TV ad spending totaled just $4 million this year, compared to over $75 million in 2025, according to the Brennan Center for Justice. Taylor's campaign still dramatically outspent Lazar's—roughly nine times more on TV ads—but the overall spending was a fraction of recent races.

"This year's Wisconsin Supreme Court election looks like a supreme court election from another era—which is to say, a decade ago," said Douglas Keith of the Brennan Center, who tracks state courts nationwide.

Don't mistake the lower spending for a return to quieter times, Keith warned. The particular dynamics of this race—a liberal seat being replaced, no majority at stake—made it less of a target. When control is on the line again, expect the money to flood back in.

Abortion Rights and Anti-Trans Fear-Mongering

Taylor ran heavily on abortion rights, touting her work for Planned Parenthood and the court's 4-3 decision last year striking down Wisconsin's abortion ban. That's become standard playbook for liberal judicial candidates since the U.S. Supreme Court overturned Roe v. Wade in 2022.

According to Keith, just 3 percent of state supreme court ads mentioned abortion in 2020, before the Dobbs decision. Since 2022, 30 percent of all state supreme court ads have mentioned abortion—and every single one has defended abortion access, not restricted it.

Lazar, who defended abortion restrictions as a deputy attorney general, didn't highlight that record in her campaign. Instead, she ran ads demonizing transgender people as threats to the "safety and dreams" of children and echoing Republican talking points about election fraud.

One Lazar ad accused Taylor of "pushing for noncitizen voting and weakening voter ID"—standard MAGA fear-mongering with no basis in reality.

A Long History of Election Denial

Lazar has deep ties to the election denial movement. In her 2022 Court of Appeals campaign, she was endorsed by conservatives directly involved in Trump's effort to overturn Wisconsin's 2020 results. That includes a fake elector who tried to cast an electoral vote for Trump despite his loss in Wisconsin, and a former state supreme court justice who led a widely discredited investigation recommending the state decertify its 2020 election.
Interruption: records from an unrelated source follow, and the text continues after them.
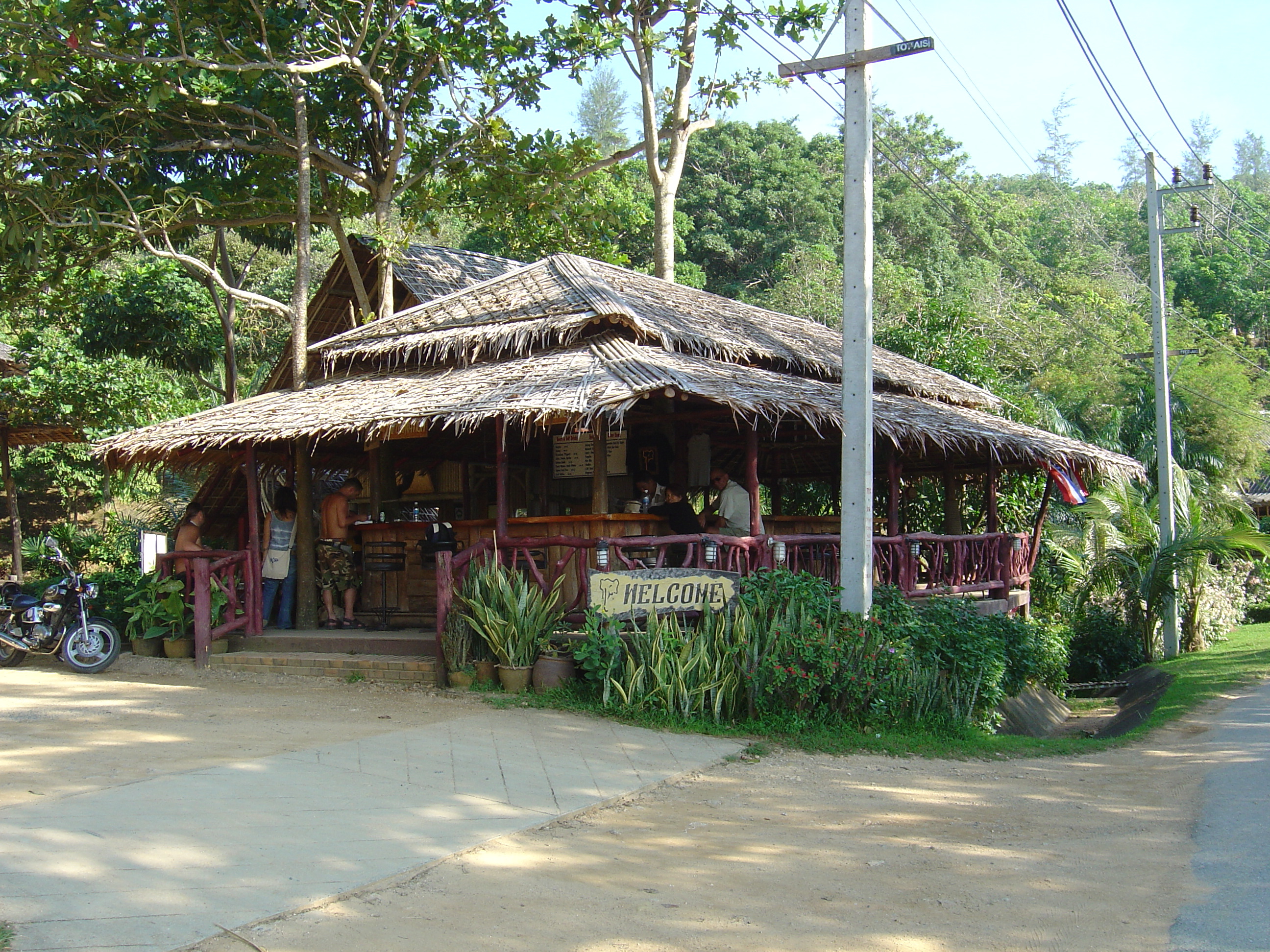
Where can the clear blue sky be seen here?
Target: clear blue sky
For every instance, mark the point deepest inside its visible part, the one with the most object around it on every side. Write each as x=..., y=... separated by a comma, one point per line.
x=1204, y=56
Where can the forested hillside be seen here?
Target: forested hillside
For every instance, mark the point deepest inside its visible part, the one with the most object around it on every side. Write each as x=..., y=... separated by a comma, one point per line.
x=1032, y=286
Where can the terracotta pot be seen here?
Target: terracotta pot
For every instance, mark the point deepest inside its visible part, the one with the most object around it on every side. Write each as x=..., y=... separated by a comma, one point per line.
x=553, y=672
x=178, y=648
x=147, y=648
x=515, y=680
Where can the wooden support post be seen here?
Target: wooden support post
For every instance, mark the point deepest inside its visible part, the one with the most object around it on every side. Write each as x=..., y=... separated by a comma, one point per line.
x=375, y=464
x=445, y=601
x=252, y=580
x=895, y=469
x=1041, y=522
x=465, y=487
x=11, y=490
x=501, y=479
x=778, y=489
x=952, y=503
x=600, y=469
x=306, y=564
x=992, y=522
x=756, y=518
x=544, y=471
x=202, y=571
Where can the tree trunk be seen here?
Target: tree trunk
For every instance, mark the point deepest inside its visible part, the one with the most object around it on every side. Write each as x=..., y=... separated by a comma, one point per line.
x=666, y=178
x=228, y=315
x=306, y=569
x=11, y=490
x=388, y=303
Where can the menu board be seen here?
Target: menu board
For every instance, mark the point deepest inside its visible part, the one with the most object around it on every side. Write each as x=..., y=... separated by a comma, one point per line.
x=574, y=455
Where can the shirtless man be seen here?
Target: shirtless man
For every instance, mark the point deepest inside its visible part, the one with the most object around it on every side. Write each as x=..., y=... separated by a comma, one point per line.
x=190, y=532
x=336, y=571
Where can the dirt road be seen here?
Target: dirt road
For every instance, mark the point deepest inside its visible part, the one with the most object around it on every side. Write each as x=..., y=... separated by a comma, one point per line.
x=794, y=852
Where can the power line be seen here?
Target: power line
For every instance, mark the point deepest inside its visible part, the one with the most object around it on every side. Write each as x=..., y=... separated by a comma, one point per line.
x=1044, y=296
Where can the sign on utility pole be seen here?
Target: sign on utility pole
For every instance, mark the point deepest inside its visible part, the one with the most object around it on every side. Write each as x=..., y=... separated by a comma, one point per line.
x=1161, y=353
x=856, y=546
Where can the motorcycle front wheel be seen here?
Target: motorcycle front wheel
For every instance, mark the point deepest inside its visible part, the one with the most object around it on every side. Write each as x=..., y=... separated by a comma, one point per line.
x=92, y=648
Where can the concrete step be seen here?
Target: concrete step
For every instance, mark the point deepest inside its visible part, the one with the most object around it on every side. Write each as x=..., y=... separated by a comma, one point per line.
x=364, y=643
x=329, y=664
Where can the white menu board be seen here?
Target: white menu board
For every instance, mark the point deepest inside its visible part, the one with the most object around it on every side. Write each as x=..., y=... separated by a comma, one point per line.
x=574, y=455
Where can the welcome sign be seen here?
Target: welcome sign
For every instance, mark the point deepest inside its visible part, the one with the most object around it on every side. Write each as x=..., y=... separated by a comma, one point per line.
x=639, y=593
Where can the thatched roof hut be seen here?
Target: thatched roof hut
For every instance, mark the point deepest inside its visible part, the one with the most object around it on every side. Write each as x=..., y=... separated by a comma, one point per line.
x=568, y=339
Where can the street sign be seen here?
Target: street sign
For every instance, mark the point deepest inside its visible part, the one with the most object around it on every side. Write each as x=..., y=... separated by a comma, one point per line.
x=907, y=48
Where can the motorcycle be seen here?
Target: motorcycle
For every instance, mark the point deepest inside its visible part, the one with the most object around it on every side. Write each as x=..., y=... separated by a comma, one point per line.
x=57, y=622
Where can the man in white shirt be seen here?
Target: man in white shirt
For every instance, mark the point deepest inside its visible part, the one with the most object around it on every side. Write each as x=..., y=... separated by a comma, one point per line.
x=733, y=505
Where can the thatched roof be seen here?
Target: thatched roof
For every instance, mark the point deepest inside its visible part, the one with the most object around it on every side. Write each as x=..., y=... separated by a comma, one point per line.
x=562, y=299
x=604, y=376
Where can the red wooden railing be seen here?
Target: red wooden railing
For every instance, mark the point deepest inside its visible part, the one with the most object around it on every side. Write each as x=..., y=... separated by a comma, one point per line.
x=237, y=573
x=920, y=564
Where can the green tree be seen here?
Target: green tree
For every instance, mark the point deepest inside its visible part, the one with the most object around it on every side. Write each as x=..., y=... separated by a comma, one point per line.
x=602, y=111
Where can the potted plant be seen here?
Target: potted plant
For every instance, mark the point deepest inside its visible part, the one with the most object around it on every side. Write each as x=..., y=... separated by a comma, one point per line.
x=456, y=644
x=512, y=615
x=554, y=668
x=150, y=612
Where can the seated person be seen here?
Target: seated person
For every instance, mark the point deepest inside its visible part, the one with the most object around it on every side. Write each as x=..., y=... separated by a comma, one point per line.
x=647, y=485
x=679, y=511
x=684, y=522
x=732, y=505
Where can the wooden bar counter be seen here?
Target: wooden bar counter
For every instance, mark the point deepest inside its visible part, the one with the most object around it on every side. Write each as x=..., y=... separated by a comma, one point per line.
x=413, y=595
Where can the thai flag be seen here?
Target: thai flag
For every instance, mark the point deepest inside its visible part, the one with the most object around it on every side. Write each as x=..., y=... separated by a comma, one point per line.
x=1070, y=487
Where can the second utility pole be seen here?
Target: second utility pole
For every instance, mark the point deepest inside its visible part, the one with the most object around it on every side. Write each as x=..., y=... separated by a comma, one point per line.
x=1160, y=346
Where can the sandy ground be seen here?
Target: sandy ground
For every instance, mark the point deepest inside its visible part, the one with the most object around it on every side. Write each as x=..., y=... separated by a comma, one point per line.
x=790, y=852
x=813, y=852
x=65, y=734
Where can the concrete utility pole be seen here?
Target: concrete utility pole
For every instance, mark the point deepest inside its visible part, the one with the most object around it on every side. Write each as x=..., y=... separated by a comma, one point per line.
x=1160, y=347
x=857, y=457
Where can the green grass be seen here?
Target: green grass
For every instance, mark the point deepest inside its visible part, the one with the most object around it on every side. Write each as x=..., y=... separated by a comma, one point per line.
x=1200, y=677
x=1203, y=676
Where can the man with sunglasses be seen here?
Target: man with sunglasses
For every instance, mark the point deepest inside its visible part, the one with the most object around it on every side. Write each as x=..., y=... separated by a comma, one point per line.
x=732, y=505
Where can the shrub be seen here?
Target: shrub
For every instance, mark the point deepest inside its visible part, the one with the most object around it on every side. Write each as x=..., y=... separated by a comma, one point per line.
x=1101, y=646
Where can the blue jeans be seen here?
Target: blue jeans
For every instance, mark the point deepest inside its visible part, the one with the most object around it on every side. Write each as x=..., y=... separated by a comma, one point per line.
x=289, y=595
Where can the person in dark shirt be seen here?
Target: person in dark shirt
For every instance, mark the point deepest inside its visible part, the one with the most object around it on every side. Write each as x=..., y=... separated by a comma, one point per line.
x=679, y=511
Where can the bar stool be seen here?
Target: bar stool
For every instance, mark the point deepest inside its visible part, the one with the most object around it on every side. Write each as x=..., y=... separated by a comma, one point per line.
x=384, y=558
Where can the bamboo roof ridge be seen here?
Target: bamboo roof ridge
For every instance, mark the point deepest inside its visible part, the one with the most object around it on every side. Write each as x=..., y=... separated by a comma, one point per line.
x=606, y=376
x=561, y=299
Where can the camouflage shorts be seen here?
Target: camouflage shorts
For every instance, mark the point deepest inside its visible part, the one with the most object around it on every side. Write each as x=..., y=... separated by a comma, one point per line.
x=336, y=569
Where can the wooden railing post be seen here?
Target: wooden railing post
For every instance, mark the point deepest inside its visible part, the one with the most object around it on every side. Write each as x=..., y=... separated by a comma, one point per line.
x=445, y=601
x=202, y=571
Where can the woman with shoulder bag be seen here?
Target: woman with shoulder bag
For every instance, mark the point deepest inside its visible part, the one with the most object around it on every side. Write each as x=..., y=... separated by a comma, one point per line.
x=277, y=559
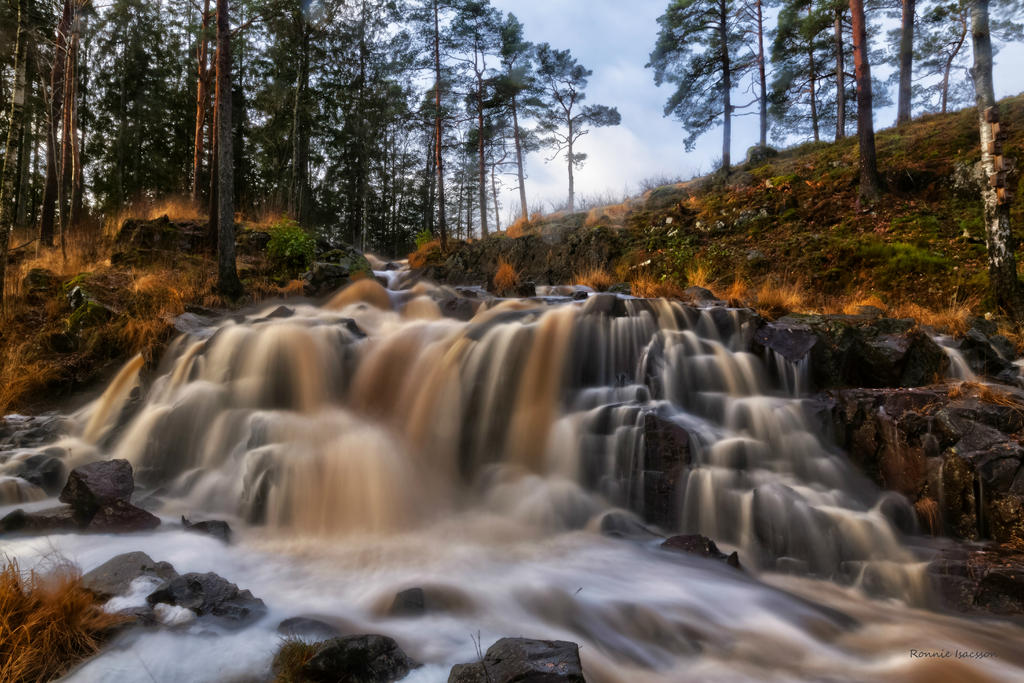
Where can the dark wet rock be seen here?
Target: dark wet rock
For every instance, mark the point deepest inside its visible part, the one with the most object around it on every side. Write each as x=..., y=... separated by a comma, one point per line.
x=98, y=483
x=208, y=594
x=46, y=470
x=694, y=544
x=989, y=356
x=698, y=294
x=122, y=516
x=306, y=627
x=521, y=660
x=460, y=308
x=666, y=458
x=215, y=527
x=60, y=518
x=540, y=259
x=333, y=269
x=140, y=242
x=987, y=580
x=116, y=574
x=857, y=350
x=40, y=284
x=955, y=453
x=363, y=658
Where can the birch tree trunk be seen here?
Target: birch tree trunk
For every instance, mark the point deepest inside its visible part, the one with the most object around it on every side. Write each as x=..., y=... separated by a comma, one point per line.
x=1003, y=282
x=227, y=276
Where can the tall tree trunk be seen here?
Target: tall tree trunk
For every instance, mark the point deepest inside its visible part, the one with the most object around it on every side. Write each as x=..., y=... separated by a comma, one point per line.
x=814, y=95
x=494, y=195
x=298, y=180
x=1005, y=287
x=762, y=79
x=438, y=145
x=202, y=99
x=227, y=276
x=949, y=63
x=869, y=182
x=66, y=168
x=481, y=148
x=839, y=45
x=905, y=62
x=8, y=177
x=518, y=160
x=53, y=126
x=75, y=209
x=723, y=27
x=24, y=195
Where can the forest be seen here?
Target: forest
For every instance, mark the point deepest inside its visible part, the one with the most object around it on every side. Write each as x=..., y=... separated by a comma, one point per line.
x=305, y=377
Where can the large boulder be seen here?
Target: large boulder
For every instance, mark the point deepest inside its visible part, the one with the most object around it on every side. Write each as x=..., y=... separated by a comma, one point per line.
x=694, y=544
x=523, y=660
x=115, y=577
x=363, y=658
x=98, y=483
x=856, y=350
x=139, y=242
x=209, y=594
x=982, y=580
x=666, y=459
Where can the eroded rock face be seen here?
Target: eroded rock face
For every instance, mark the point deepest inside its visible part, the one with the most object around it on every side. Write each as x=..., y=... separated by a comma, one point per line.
x=701, y=546
x=116, y=574
x=957, y=458
x=522, y=659
x=99, y=483
x=209, y=594
x=979, y=579
x=364, y=658
x=857, y=350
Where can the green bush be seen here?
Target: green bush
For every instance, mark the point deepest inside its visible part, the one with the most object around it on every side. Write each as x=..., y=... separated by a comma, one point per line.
x=291, y=249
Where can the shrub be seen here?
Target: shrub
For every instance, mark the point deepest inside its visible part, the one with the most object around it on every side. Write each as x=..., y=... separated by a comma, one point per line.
x=423, y=238
x=291, y=249
x=48, y=623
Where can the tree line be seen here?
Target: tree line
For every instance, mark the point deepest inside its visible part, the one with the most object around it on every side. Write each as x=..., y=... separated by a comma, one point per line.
x=378, y=121
x=373, y=120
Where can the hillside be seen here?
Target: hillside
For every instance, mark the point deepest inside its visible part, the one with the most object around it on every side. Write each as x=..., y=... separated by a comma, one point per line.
x=790, y=226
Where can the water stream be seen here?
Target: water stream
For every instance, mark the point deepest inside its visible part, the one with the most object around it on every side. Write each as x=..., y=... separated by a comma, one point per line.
x=370, y=444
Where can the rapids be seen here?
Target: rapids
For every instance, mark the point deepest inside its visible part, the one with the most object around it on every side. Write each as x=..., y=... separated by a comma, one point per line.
x=371, y=444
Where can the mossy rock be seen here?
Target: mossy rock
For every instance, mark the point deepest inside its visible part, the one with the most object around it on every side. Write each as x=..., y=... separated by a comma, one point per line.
x=90, y=313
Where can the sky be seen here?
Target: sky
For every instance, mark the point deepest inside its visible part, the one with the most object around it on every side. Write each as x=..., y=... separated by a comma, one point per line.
x=614, y=38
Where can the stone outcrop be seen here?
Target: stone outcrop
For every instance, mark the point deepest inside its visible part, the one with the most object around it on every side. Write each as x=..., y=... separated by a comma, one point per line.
x=954, y=451
x=521, y=659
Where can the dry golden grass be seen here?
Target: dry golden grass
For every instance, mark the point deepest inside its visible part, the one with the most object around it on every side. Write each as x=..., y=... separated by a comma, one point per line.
x=647, y=287
x=47, y=623
x=775, y=298
x=518, y=227
x=597, y=279
x=613, y=214
x=699, y=273
x=952, y=317
x=506, y=278
x=290, y=659
x=985, y=393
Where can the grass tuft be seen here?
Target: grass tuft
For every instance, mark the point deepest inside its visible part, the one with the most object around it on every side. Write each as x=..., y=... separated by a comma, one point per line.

Trump continues spreading the same lies today, and Wisconsin Republicans are still pushing legislation to restrict voting access—backed by Senator Ron Johnson, one of the most shameless election deniers in Congress.

Taylor's victory ensures those efforts will face a hostile reception in Wisconsin's highest court for years to come. Her 10-year term runs until 2036, coinciding with the next round of redistricting in the early 2030s.

Democrats are hoping to take control of Wisconsin's state legislature this fall for the first time in 16 years, thanks to the new court-ordered maps that replaced the Republican gerrymander. If they succeed, it will mark a dramatic power shift in a state that's been under GOP stranglehold despite consistently electing Democrats statewide.

Turnout was dramatically lower than last year's record-breaking race, which is unsurprising given the lower stakes. But the result was identical: the liberal candidate scored an easy win, marking the fourth consecutive Wisconsin Supreme Court election where progressives prevailed.

Republicans can keep trying to manipulate the rules. Wisconsin voters keep rejecting them.